The descriptor is unused, but it appears in case it is needed in future
versions of the GraphBLAS API.
This function has no mask so its accumulator/mask step differs from the other
GraphBLAS operations.  It does not use the methods described in
Section~\ref{accummask}, but uses the following method instead.
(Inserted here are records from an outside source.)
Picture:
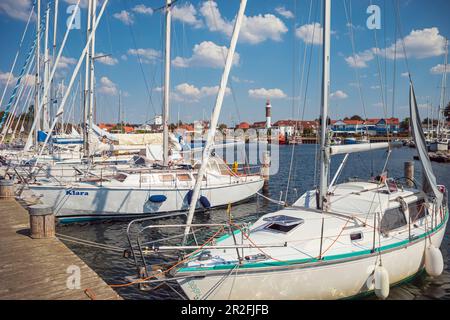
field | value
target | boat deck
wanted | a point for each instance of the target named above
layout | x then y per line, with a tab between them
37	269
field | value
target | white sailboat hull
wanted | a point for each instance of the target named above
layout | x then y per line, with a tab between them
116	201
333	281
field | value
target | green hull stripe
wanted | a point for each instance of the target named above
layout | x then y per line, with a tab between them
302	261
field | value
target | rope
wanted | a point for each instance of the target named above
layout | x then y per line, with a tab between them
172	267
281	203
89	243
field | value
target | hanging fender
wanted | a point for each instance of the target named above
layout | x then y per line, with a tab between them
157	198
205	202
434	263
381	277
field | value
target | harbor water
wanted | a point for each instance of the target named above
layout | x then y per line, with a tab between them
113	267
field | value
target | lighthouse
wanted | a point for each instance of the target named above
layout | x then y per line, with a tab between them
268	115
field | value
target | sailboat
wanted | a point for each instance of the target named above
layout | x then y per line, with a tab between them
339	241
162	188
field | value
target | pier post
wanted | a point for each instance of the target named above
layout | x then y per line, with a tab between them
6	189
409	173
42	221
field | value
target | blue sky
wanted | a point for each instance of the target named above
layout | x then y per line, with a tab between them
270	57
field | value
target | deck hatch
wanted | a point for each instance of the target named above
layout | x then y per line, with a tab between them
282	223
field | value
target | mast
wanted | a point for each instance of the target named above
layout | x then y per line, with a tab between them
215	118
46	97
166	85
324	145
87	84
444	85
37	77
92	75
53	92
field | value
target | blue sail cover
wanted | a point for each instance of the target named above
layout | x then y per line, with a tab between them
42	136
419	139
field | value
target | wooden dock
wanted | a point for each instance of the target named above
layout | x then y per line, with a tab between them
41	269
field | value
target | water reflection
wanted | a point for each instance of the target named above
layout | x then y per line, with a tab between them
113	267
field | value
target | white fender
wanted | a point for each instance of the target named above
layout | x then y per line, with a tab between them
381	282
434	263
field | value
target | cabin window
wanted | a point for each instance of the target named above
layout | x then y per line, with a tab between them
183	177
166	177
417	210
282	223
392	219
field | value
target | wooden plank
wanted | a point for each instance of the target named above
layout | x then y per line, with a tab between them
37	269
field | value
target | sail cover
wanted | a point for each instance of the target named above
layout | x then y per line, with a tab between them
419	139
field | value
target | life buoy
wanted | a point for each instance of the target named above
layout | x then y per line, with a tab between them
157	198
205	202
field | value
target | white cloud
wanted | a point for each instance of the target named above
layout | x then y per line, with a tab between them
338	95
17	9
205	54
255	29
142	9
360	59
124	16
147	55
66	62
189	92
285	13
419	44
440	69
106	59
263	93
107	87
83	3
310	33
239	80
186	13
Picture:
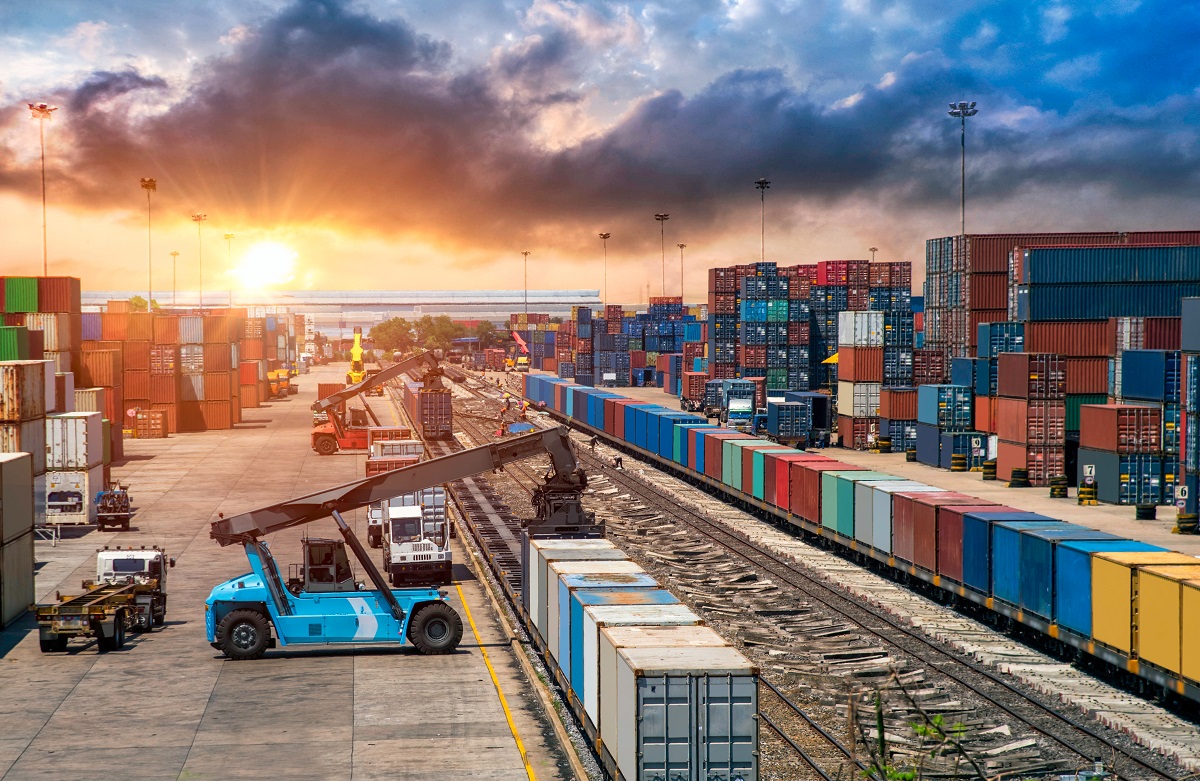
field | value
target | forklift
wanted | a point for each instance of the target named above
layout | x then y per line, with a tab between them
319	602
If \verb'accum' is \verb'NULL', then the scalar \verb't' is typecast into the
type of \verb'c', and \verb'c = t' is the final result.  Otherwise, the scalar
\verb't' is typecast into the \verb'ytype' of the \verb'accum' operator, and
the value of \verb'c' (on input) is typecast into the \verb'xtype' of the
\verb'accum' operator.  Next, the scalar \verb'z = accum (c,t)' is computed, of
the \verb'ztype' of the \verb'accum' operator.  Finally, \verb'z' is typecast
into the final result, \verb'c'.

If \verb'c' is a non-opaque scalar, no error message can be returned by
\verb'GrB_error'.  If \verb'c' is a \verb'GrB_Scalar', then
\verb'GrB_error(&err,c)' can be used to return an error string, if an error
occurs.

%-------------------------------------------------------------------------------
\subsubsection{{\sf GrB\_Matrix\_reduce\_$<$type$>$:} reduce a matrix to a scalar}
%-------------------------------------------------------------------------------
\label{reduce_matrix_to_scalar}

\begin{mdframed}[userdefinedwidth=6in]
{\footnotesize
\begin{verbatim}
GrB_Info GrB_reduce                 // c = accum (c, reduce_to_scalar (A))
(
    <type> *c,                      // result scalar
    const GrB_BinaryOp accum,       // optional accum for c=accum(c,t)
    const GrB_Monoid monoid,        // monoid to do the reduction
    const GrB_Matrix A,             // matrix to reduce
    const GrB_Descriptor desc       // descriptor (currently unused)
) ;

GrB_Info GrB_reduce                 // c = accum (c, reduce_to_scalar (A))
(
    GrB_Scalar c,                   // result scalar
    const GrB_BinaryOp accum,       // optional accum for c=accum(c,t)
    const GrB_Monoid monoid,        // monoid to do the reduction
    const GrB_Matrix A,             // matrix to reduce
    const GrB_Descriptor desc       // descriptor (currently unused)
) ;
\end{verbatim} } \end{mdframed}

\verb'GrB_Matrix_reduce_<type>' reduces a matrix \verb'A' to a scalar, roughly
analogous to \verb't = sum (A (:))' in MATLAB.  This function is identical to
reducing a vector to a scalar, since the positions of the entries in a matrix
or vector have no effect on the result.  Refer to the reduction to scalar
described in the previous Section~\ref{reduce_vector_to_scalar}.